In addition to alterations in the production of terpenes and benzoxazinoids, aphid-induced changes in the maize transcript profile indicate the up-regulation of other defenses, including the production of suberin, cellulose, coniferin, and phenylpropanoids. Consistent with the frequently discussed tradeoff between growth and defense (Schwachtje and Baldwin, 2008), the aphid-induced transcript profiles indicate a general shift away from primary metabolism in favor of defenses in maize. However, free amino acids, which are the main source of nitrogen for phloem-feeding aphids, do not show a consistent pattern of changes (Supplemental Table S6). There may be limitations in maize physiology that do not allow significant decreases in free amino acids, which would be predicted to be detrimental to aphids. It is also possible that the leaf senescence that occurs in response to insect feeding results in an unavoidable release of free amino acids. Nevertheless, given the highly localized feeding site of aphids, we cannot rule out the possibility of changes in amino acid metabolism at a local level in the phloem sieve elements that would make nitrogen less available for aphid feeding.

CONCLUSION

Together, the results presented here provide new insight into the defense responses of maize, one of the world’s most important crop plants. By examining both transcriptional and metabolic changes in a time course after the initiation of aphid feeding, we show that maize responses in the first hours after the initiation of aphid feeding are distinct from those that occur over a period of days. Our analysis of the transcriptomic and metabolomic data has led to the discovery of a previously uncharacterized terpene synthase activity that strongly influences aphid reproduction on maize. Future research on this terpene synthase and other genes that are induced by aphid feeding in our experiments will enable the breeding of maize cultivars with enhanced resistance to insect herbivores.

MATERIALS AND METHODS

Plants and Growth Conditions

Single seeds of B73, W22, and Ds transposon insertion lines of maize (Zea mays) were planted 1.5 cm deep in 7.6- × 7.6-cm plastic pots (200 cm3) filled with moistened maize mix (produced by combining 0.16 m3 of Metro-Mix 360, 0.45 kg of finely ground lime, 0.45 kg of Peters Unimix [Griffin Greenhouse Supplies], 68 kg of Turface MVP [Banfield-Baker], 23 kg of coarse quartz sand, and 0.018 m3 of pasteurized field soil). Plants were grown in growth chambers under a 16-h-light/8-h-dark photoperiod and 180 mmol photons m−2 s−1 light intensity at constant 23°C and 60% humidity for 2 weeks (V2–V3 developmental stage).

Aphid Assays

A corn leaf aphid (Rhopalosiphum maidis) colony was maintained on B73 maize plants as described previously (Meihls et al., 2013). For the time-course bioassay, 10 adult aphids were confined on the second true leaf of 2-week-old seedlings for 2, 4, 8, 24, 48, or 96 h using clip cages. All plants received cages at the start of the experiment and the addition of aphids was staggered, so that all plant tissue for gene expression and metabolite assays was harvested at the same time (96 h after the start of the experiment; Supplemental Fig. S1). Control plants received empty cages without aphids for 96 h. For assays measuring aphid progeny reproduction, 10 adult corn leaf aphids were confined on 2-week-old plants with microperforated polypropylene bags (15 × 61 cm; PJP Marketplace; http://www.pjpmarketplace.com), and the adults and nymphs were counted 1 week later. Samples for cytokinin analysis were collected 10 d after placing aphids on the plants, when the infestation had reached a steady state.

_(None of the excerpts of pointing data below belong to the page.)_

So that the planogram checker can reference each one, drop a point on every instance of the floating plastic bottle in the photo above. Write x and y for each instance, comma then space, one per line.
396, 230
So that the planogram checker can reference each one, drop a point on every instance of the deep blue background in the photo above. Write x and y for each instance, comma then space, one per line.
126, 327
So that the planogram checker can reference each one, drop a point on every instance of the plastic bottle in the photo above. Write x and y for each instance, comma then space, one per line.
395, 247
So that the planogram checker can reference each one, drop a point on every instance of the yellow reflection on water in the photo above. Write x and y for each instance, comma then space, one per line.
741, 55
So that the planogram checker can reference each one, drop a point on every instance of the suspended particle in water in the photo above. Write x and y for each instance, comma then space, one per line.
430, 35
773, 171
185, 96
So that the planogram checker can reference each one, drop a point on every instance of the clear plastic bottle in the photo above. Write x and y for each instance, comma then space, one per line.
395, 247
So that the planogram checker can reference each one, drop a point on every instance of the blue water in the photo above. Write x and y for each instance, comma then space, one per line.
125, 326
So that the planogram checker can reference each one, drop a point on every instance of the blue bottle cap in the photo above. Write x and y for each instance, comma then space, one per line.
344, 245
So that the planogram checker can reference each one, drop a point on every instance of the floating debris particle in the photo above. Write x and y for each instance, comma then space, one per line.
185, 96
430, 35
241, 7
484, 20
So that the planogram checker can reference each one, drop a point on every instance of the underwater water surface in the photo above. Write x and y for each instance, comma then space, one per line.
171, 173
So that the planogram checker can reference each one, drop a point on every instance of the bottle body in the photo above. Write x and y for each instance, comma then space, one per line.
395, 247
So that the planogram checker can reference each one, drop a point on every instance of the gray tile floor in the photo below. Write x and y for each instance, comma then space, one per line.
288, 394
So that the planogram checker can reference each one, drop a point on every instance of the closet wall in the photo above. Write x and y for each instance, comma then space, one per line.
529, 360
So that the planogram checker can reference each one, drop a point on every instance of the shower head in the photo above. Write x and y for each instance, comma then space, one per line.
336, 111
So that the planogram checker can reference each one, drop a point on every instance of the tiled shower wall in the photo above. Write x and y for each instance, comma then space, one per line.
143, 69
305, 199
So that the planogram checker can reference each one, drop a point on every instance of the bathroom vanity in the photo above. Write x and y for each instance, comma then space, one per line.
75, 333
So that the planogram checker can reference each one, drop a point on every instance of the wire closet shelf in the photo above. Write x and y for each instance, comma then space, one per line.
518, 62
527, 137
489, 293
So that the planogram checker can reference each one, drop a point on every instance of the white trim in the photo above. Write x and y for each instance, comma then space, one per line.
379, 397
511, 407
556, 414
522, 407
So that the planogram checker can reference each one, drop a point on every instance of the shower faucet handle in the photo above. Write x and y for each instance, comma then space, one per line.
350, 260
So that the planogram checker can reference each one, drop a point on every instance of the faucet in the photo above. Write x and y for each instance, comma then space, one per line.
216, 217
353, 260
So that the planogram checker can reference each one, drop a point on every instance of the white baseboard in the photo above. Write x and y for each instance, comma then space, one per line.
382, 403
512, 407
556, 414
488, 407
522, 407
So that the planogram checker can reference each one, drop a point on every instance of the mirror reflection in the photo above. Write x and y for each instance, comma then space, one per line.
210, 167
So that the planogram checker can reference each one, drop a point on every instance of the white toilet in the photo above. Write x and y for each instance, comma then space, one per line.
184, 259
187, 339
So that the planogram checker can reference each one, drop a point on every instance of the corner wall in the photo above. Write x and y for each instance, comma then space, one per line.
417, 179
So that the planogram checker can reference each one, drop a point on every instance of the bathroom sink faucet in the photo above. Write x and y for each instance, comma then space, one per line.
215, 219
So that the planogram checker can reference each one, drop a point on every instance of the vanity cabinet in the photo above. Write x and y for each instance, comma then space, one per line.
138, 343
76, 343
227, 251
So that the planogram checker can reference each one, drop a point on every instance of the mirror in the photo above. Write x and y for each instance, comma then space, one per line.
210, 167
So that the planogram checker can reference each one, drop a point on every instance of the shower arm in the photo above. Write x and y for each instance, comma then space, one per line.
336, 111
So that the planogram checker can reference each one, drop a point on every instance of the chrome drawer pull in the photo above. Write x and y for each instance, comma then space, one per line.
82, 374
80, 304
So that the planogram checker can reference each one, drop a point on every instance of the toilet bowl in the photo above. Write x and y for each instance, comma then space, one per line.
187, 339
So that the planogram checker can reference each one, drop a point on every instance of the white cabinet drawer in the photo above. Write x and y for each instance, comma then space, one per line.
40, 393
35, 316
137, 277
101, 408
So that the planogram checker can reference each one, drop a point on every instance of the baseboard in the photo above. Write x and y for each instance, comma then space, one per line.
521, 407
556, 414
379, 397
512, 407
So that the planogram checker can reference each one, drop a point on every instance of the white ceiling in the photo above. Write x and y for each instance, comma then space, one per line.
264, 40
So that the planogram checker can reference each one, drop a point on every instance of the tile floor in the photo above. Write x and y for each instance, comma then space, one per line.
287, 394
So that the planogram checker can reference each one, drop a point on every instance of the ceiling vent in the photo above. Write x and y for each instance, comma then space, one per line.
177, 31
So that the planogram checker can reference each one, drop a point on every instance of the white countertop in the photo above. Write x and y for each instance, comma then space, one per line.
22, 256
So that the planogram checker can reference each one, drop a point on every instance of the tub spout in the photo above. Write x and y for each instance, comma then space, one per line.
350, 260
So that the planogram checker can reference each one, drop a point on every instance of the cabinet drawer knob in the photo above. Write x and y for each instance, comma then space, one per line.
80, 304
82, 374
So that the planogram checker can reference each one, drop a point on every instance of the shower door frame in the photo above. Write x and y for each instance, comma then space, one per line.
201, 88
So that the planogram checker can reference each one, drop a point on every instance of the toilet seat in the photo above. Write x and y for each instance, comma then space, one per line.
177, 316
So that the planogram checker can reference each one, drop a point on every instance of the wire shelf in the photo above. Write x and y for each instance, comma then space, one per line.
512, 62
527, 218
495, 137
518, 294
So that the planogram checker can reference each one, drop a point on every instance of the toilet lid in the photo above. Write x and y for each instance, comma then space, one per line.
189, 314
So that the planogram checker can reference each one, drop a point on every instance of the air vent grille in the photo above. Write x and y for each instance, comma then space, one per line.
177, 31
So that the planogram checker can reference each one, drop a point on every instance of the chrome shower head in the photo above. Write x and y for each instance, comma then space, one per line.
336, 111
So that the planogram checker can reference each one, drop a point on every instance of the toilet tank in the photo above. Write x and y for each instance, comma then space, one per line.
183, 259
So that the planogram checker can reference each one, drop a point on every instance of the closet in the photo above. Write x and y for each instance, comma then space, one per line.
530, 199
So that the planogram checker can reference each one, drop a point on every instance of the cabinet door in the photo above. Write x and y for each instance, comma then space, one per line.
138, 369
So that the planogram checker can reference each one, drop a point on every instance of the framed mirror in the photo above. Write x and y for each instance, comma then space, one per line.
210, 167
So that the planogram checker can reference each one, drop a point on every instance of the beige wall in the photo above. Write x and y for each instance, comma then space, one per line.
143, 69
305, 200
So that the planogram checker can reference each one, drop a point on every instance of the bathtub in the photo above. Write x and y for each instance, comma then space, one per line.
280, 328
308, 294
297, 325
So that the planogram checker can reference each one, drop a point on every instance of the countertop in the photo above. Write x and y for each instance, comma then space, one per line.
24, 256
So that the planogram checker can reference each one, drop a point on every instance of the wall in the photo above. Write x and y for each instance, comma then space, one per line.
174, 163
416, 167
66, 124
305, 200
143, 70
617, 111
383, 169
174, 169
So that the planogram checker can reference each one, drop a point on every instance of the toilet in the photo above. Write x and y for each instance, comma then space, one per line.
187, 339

Preparation of mRNA and Complementary DNA

Leaf material was harvested, flash frozen in liquid nitrogen, and stored at −80°C. Frozen leaf material was ground to a fine powder in nitrogen using a paint shaker (Harbil) and 3-mm steel balls. Following homogenization, RNA was extracted using TRI Reagent (Sigma) and was purified with the SV Total RNA Isolation Kit with on-column DNase treatment (Promega). RNA quality, purity, and concentration were assessed using a spectrophotometer (NanoDrop 2000c; Thermo Fisher Scientific). For complementary DNA (cDNA) synthesis, 500 ng of total RNA was reverse transcribed with SMART-MMLV Reverse Transcriptase (Clontech Laboratories) using oligo(dT) as a primer (IDT).

Quantitative RT-PCR

Gene-specific primers used for quantitative RT-PCR were designed using Primer3Plus (www.bioinformatics.nl/cgi-bin/primer3plus/primer3plus.cgi/; Supplemental Table S7). Reactions were performed using 6.7 μL of the SYBR Green PCR master mix (Applied Biosystems), with 800 nm primers and 10 ng of cDNA, in a 7900HT instrument (Applied Biosystems). The PCR was initiated by incubation at 95°C for 10 min. For DNA amplification, the following cycle was repeated 40 times: 95°C for 15 s, 60°C for 15 s, and 72°C for 15 s. The cycle threshold values were quantified and analyzed according to the standard curve method and were normalized for differences in cDNA amount using the expression of the maize housekeeping gene ACTIN1 as an internal standard (Meihls et al., 2013). Quantitation of gene expression was calculated using the relative standard curve method (Applied Biosystems).

Transcriptome Sequencing

Total RNA was extracted from maize leaves as describe above. Tissue from five individual maize plants was combined into one experimental replicate, and five replicates were collected for each time point of the experiment. The purity of total RNA extracted was determined in NanoDrop 2000 (Thermo Scientific), and 2 to 3 μg of total RNA was used for the preparation of strand-specific RNA-Seq libraries (Zhong et al., 2011; Chen et al., 2012). The purified libraries were quantified, and 20 ng of each was used for sequencing. Samples were sequenced on an Illumina HiSeq2000 device (Illumina) at the Weill Medical College Sequencing Facility (Cornell University) with a 101-bp single-end read length. Libraries were multiplexed and sequenced in three lanes.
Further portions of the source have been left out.